Rusty
- Founded: 1985; 41 years ago in San Diego
- Founder: Rusty Preisendorfer
- Headquarters: Perth, Western Australia, Australia
- Products: Surfing equipment and surfwear
- Owner: Vegas Enterprises Pty Ltd.
- Website: rusty.com.au

= Rusty Australia =

Surf Brand

Rusty is an Australian surfboard and surfwear brand formed in 1985 by Rusty Preisendorfer. It also operates in the US under the name Rusty Surfboards.

Notably, Rusty has worked with professional surfers such as Josh Kerr, Jamie O'Brien, C. J. Hobgood, Wade Carmichael, Liam "Letty" Mortensen, Jacob "Zeke" Szekely and Rob Bain.

==History==
Rusty began as Rusty Surfboards, a San Diego–based surfboard company founded by surfboard maker Rusty Preisendorfer in 1985. Before starting Rusty Surfboards, Preisendorfer had worked for Canyon Surfboards in San Diego. In 1985, Preisendorfer also collaborated with local surfboard maker Mick Button on a series of surfboards.
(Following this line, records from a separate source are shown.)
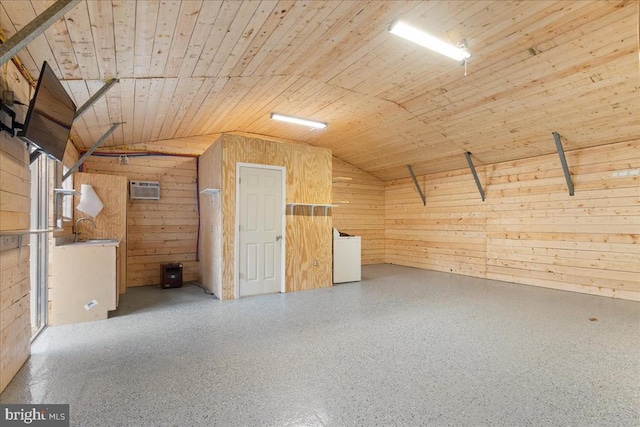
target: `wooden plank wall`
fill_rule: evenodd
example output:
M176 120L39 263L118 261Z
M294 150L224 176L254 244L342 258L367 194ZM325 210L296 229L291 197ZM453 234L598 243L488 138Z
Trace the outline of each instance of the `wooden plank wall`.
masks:
M82 221L78 224L80 239L115 239L120 244L117 249L118 263L118 295L127 291L127 178L95 173L74 173L73 185L81 191L82 184L91 185L104 205L102 211L94 218L96 226ZM74 224L79 218L90 215L75 209L81 197L74 196ZM55 265L53 266L55 268Z
M362 237L362 264L384 262L384 182L337 157L332 158L333 226Z
M222 188L222 141L199 158L200 191ZM222 197L200 194L200 283L222 299Z
M127 202L127 287L157 285L161 264L181 262L184 281L198 280L196 159L90 156L83 171L159 181L160 200Z
M31 87L13 62L3 66L0 88L28 104ZM17 121L26 108L14 106ZM24 142L0 132L0 234L31 228L31 172ZM0 236L0 392L31 354L29 236L18 247L17 236Z
M0 234L30 228L26 145L0 132ZM0 392L31 353L29 235L0 236Z
M426 206L411 178L386 182L386 262L484 277L486 202L471 173L423 175L418 182Z
M487 277L640 300L640 140L487 167ZM634 172L637 173L637 172Z
M222 141L222 298L235 298L236 163L284 166L287 203L331 203L331 151L299 144L266 141L241 135L223 135ZM207 156L207 153L205 153ZM202 171L206 173L206 171ZM285 283L287 292L331 283L331 215L322 209L311 218L296 208L286 217ZM318 216L320 215L320 216ZM318 265L313 266L317 260ZM204 259L202 262L206 262Z
M386 262L640 300L640 141L410 178L385 189ZM615 176L623 174L625 176Z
Professional surfer C.J. Hobgood became world champion in 2001, becoming the first athlete sponsored by Rusty Surfboards to become world champion. Rusty Australia was then renamed to just Rusty in 2006.

In 2014, Rusty and Billabong teamed up to make a line of surfboards that are replicas of the board used by Mark "Occy" Occhilupo in 1984.

Rusty released the surf film TUFF (2015), which starred Noa Deane, Josh Kerr, and Dylan Goodale.

Surfer magazine released features on Rusty Surfboards' Chupacabra, SD, and Blackbird surfboard models in 2018, featuring designer Clint Presidendorfer.

In 2020, the Rusty Boardhouse surf shop in La Jolla, California, closed down. During the 2020 Australian bushfire season, Rusty also made a bushfire relief T-shirt design whose proceeds went to the Australian Red Cross and WIRES Wildlife Rescue's relief efforts.

==Surfboards and clothing==
Rusty has released a variety of surfboard types such as fish, shortboard, longboard, and hybrid surfboards. Its surfboard models include the Rusty Keg, the Rusty Blade, and the Dwart.

Rusty also makes clothing such as shirts, boardshorts, sandals, and swimwear. Rusty also introduced shark deterrent patterns to its surfboards in 2017.